Percebe-se que eles parecem concordar que situar o nascimento do Salvador em Belém é uma reconstrução teológica e que o relato da vinda dos magos do Oriente não tem qualquer fundamento histórico. Quanto a saber se Jesus tinha consciência de ser Deus, a única certeza é que se trata de uma questão complexa! Nesses casos, basta dizer que essa não é a questão principal.

Em todas as ciências, incluindo a exegese, o valor das conclusões depende do valor dos princípios, independentemente do rigor do método empregado. Se quisermos estudar as Sagradas Escrituras com os preconceitos do racionalismo e das teorias contemporâneas sobre a composição dos textos sagrados, então podemos, sem dúvida, reescrever tudo sem hesitação; mas não devemos exigir a confiança do leitor sob o pretexto de autoridade científica.

O fiel, animado pela fé, lê as Sagradas Escrituras como a Igreja(2) as lê, considerando os Evangelhos como relatos históricos [3] porque a vida cristã não se satisfaz com mitos repletos de boas intenções. Além disso, é difícil imaginar um Cristo que não tenha muita certeza de sua própria identidade [4]. Precisamos da verdade, não por alguma vontade de poder que procura “capturar” a verdade, segundo a caricatura complacentemente mantida para evitar o rigor intelectual [5], mas porque é a lei da nossa inteligência: “Uma ideia que parece muito simples e de fato o é, mas que está longe de ocupar o seu devido lugar na consciência comum, é a de que o homem tem deveres para com a sua inteligência, e que esses deveres são sérios [6]” 
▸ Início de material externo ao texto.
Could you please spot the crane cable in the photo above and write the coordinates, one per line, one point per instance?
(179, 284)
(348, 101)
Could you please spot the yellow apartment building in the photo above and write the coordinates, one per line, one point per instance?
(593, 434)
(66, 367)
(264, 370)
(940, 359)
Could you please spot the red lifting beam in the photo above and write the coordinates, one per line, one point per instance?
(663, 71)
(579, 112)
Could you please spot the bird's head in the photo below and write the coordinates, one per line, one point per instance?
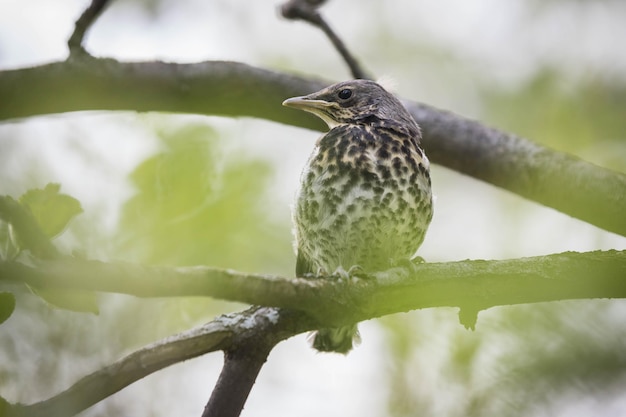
(352, 102)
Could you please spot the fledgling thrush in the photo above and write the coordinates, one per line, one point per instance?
(365, 200)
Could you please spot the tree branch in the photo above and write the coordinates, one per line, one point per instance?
(563, 182)
(267, 326)
(473, 285)
(247, 337)
(307, 10)
(84, 22)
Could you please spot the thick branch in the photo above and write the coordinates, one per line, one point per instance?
(574, 187)
(474, 285)
(224, 333)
Além disso, a vida cristã é uma vida de amizade com Jesus Cristo. O amor da amizade não se alimenta de mentiras nem de ficções: não se pode dizer ser amigo de uma pessoa cuja identidade é incerta. Se a Igreja tivesse cultivado esse gosto pela dúvida, jamais teria se alegrado com a conversão de um Santo Agostinho ou de um John Henry Newman.

Pe. Nicolas Cadiet, FSSPX

Notas:

  1. https://www.la-croix.com/religião/que-savons-nous-vraiment-de-jesus-deux-biblelistes-repondent-20251219
  2. “Eu não acreditaria no Evangelho se a autoridade da Igreja Católica não me obrigasse a fazê-lo.” Santo Agostinho, Livro Contra a Chamada Carta Fundamental dos Maniqueus, cap. 5 §6.
  3. O próprio Concílio Vaticano II não considerou oportuno afirmar na Constituição Dei Verbum (18 de novembro de 1965): “De maneira firme e absolutamente constante, a Santa Madre Igreja afirmou e afirma que os quatro Evangelhos enumerados, cuja historicidade ela atesta sem hesitação, transmitem fielmente o que Jesus, o Filho de Deus, enquanto vivia entre os homens, realmente fez e ensinou para a salvação eterna deles, até o dia em que foi levado ao céu.” (n. 19)? É notável que Joseph Ratzinger considere as teorias que negam o nascimento em Belém como “invenções pessoais” (Joseph Ratzinger, A Infância de Jesus, 2012, p. 3).
  4. A Igreja, por exemplo, sustenta contra os modernistas que Jesus teve a visão beatífica desde a sua concepção: decreto Lamentabili, 3 de julho de 1907, n.º 34; Santo Ofício, 5 de junho de 1918; Pio XII, encíclica Mystici corporis.
  5. A “doutrina usada como pedras a serem atiradas”, de acordo com os novos pecados capitais explicados pelo Papa Francisco em 1 de outubro de 2024.
  6. Pe. Michel Labourdette, op. cit., curso sobre virtudes.